Today, the Grand National sports a TH400 with a PTC converter, Griner valvebody, and a JW flexplate, all assembled by Steve Grady with Grady’s Performance. John also recently added a Gear Vendors overdrive unit after talking with the Gear Vendors team at a drag-and-drive event at National Trail Raceway near his home. “It makes it really nice to cruise anywhere. You can actually enjoy the car instead of screaming 3,500 rpm down the highway,” he shares. That overdrive is one of the precursors to Evans’ planned participation in drag-and-drive events in the near future.
Modern streetability has been the consistent theme with the car, despite it becoming ever more wild with time. Evans recently rewired much of the car, added a Dakota Digital dash, and plans to convert to coil-on-plug and E85 very soon. “I’ve got a FAST coil-on-plug system and a whole new wiring harness for it. That’ll probably be the next thing. Then we’ll convert it to E85, so I’m not switching from pump gas to C16 all the time,” he notes. Cal Hartline in Florida handles the tuning via remote file exchanges.

All this progress unfolds at the pace of a man with many cars and a full, busy life. Evans owns Steeltree Construction and is approaching retirement after 38 years. With so many cars, he also finds himself spending less time with the Buick than he’d prefer. When that day for retirement comes, he intends to spend far more time in his shop. “I got a pretty nice shop with all the cars in there, and I plan to get back in there and dedicate a lot more time to them,” he says.
His other cars include a twin-turbo Fox-body project expected to make 1,700 horsepower, a Whipple-equipped 2015 Mustang he runs in True Street, and a 1964 Fairlane barn-find that he plans to restomod with a 427 Windsor. Yet the Grand National remains the one he enjoys most.
“The Buick gets a lot of attention at car shows, cruises, and Cars & Coffee events.

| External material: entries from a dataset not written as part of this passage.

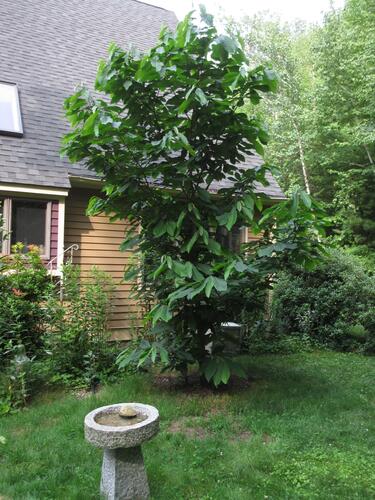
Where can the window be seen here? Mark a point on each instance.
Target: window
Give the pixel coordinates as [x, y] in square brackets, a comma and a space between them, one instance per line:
[26, 221]
[10, 113]
[232, 240]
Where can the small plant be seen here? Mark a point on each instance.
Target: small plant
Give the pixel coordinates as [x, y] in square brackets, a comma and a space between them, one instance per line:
[78, 336]
[25, 286]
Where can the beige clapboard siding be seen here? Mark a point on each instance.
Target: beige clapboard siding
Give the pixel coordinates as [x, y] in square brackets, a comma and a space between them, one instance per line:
[99, 241]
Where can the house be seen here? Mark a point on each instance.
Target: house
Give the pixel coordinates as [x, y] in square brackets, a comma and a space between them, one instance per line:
[47, 48]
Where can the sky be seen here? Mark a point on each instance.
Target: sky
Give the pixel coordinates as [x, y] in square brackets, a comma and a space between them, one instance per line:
[288, 10]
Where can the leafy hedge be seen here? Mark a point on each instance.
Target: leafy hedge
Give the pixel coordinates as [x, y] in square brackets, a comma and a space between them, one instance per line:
[332, 306]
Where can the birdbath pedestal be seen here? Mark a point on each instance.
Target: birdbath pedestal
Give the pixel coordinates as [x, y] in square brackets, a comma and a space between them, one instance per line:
[121, 429]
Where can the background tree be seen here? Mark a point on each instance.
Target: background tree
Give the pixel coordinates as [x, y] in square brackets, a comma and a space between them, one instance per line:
[171, 129]
[321, 122]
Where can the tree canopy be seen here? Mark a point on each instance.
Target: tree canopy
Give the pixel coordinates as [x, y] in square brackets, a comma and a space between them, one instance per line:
[322, 121]
[170, 128]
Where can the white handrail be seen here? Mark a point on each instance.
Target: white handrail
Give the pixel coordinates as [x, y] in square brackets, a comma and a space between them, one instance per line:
[70, 249]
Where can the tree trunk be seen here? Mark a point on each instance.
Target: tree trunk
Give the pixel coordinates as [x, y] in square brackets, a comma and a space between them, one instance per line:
[302, 160]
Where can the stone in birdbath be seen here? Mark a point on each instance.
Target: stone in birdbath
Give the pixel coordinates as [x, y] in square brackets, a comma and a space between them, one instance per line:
[121, 429]
[127, 411]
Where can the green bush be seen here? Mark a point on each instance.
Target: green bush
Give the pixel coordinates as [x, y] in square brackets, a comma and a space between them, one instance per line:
[24, 289]
[77, 339]
[332, 306]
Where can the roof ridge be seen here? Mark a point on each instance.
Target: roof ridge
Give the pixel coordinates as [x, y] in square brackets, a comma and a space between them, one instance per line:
[145, 2]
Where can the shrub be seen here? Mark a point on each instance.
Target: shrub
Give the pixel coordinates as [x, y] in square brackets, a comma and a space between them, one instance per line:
[24, 289]
[77, 339]
[333, 305]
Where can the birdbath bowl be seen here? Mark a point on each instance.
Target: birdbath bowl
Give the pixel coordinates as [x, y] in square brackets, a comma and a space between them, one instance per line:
[120, 429]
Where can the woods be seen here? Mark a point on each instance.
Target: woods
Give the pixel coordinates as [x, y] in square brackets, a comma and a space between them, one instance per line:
[321, 123]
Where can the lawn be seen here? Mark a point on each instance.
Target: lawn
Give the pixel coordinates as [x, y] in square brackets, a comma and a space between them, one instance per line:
[304, 427]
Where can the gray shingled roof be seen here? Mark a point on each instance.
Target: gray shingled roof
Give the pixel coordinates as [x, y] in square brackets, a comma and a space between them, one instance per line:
[47, 48]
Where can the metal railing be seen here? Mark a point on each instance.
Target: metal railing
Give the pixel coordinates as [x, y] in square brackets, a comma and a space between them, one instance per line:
[69, 251]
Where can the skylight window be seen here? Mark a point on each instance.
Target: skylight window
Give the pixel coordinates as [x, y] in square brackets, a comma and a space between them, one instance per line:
[10, 113]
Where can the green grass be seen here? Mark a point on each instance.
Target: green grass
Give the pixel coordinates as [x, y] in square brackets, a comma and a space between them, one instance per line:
[311, 419]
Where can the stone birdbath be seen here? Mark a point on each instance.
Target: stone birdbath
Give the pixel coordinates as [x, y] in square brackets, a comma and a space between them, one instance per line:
[121, 429]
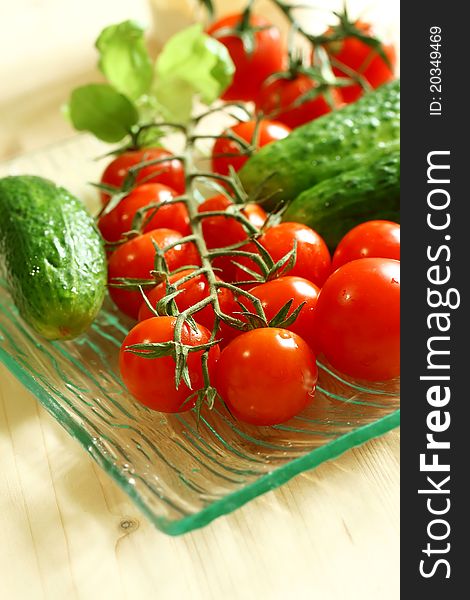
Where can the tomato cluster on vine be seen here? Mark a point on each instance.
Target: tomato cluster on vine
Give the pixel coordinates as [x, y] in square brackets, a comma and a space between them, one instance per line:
[272, 317]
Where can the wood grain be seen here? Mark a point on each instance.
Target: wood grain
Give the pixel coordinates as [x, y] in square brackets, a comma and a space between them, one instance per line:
[67, 531]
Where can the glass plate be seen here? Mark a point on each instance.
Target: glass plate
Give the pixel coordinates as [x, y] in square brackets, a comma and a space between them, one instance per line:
[180, 475]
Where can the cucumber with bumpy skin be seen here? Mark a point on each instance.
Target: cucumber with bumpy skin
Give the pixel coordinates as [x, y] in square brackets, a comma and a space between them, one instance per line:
[336, 205]
[337, 142]
[51, 255]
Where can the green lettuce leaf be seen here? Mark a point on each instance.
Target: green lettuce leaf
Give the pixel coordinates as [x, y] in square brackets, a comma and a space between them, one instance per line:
[103, 111]
[124, 59]
[191, 63]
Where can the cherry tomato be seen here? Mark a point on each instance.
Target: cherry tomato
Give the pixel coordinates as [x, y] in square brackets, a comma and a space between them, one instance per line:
[191, 292]
[169, 173]
[152, 380]
[313, 260]
[267, 132]
[220, 232]
[266, 376]
[135, 259]
[251, 69]
[372, 239]
[172, 216]
[357, 319]
[274, 295]
[281, 100]
[363, 59]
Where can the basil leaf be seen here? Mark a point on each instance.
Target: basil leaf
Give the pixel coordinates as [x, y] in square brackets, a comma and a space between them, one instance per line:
[103, 111]
[124, 59]
[191, 63]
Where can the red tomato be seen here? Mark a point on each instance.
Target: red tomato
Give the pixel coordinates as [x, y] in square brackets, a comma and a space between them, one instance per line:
[172, 216]
[268, 56]
[268, 131]
[169, 173]
[192, 292]
[361, 58]
[220, 232]
[357, 319]
[313, 260]
[281, 100]
[135, 259]
[372, 239]
[152, 380]
[274, 295]
[267, 376]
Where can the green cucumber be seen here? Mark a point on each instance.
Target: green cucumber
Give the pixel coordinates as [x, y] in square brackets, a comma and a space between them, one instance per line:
[338, 204]
[51, 255]
[325, 147]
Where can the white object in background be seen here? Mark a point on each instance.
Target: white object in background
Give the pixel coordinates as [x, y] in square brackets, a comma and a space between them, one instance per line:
[169, 16]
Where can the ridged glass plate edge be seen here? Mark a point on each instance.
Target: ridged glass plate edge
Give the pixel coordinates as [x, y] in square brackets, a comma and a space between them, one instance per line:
[225, 505]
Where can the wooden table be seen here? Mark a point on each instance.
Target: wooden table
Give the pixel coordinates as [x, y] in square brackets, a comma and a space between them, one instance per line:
[68, 531]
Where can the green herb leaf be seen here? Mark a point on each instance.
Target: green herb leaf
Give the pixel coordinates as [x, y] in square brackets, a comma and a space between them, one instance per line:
[209, 6]
[124, 59]
[191, 63]
[103, 111]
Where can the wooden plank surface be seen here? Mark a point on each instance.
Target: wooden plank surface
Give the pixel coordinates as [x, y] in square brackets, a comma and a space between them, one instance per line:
[67, 529]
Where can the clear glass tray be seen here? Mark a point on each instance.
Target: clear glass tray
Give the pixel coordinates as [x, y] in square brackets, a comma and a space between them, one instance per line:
[180, 475]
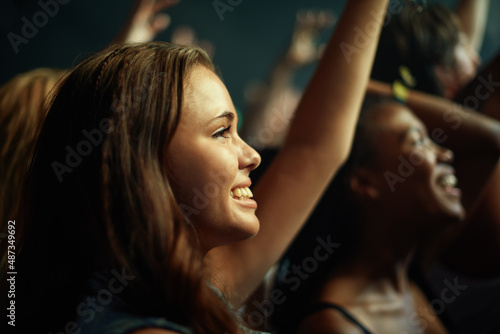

I’ll pull in someplace where they don’t know me, shut it off, jump out, and people are right on top of it. Just the stance of the car and how clean it is make it stand out, and then I pop the hood and they’re in awe because it still has the V6,” Evans explains.
Evans grew up at racetracks with his father, a racer and street racer, and now watches his seven grandkids, six of them boys, start to show interest in the cars. “I’m hoping as they get older, they develop the love for automotive stuff the way a lot of us do,” he shares. “They’ll have some nice stuff one of these days.”
His 1987 Grand National will likely be one of them…perhaps the one car that he never meant to keep, built by a Ford guy who ended up building something meaningful out of a flip. It’s the car that always draws a crowd, the car that still looks factory-correct even with a back-half and a built mill, and the car that will carry Evans into the next chapter of his life.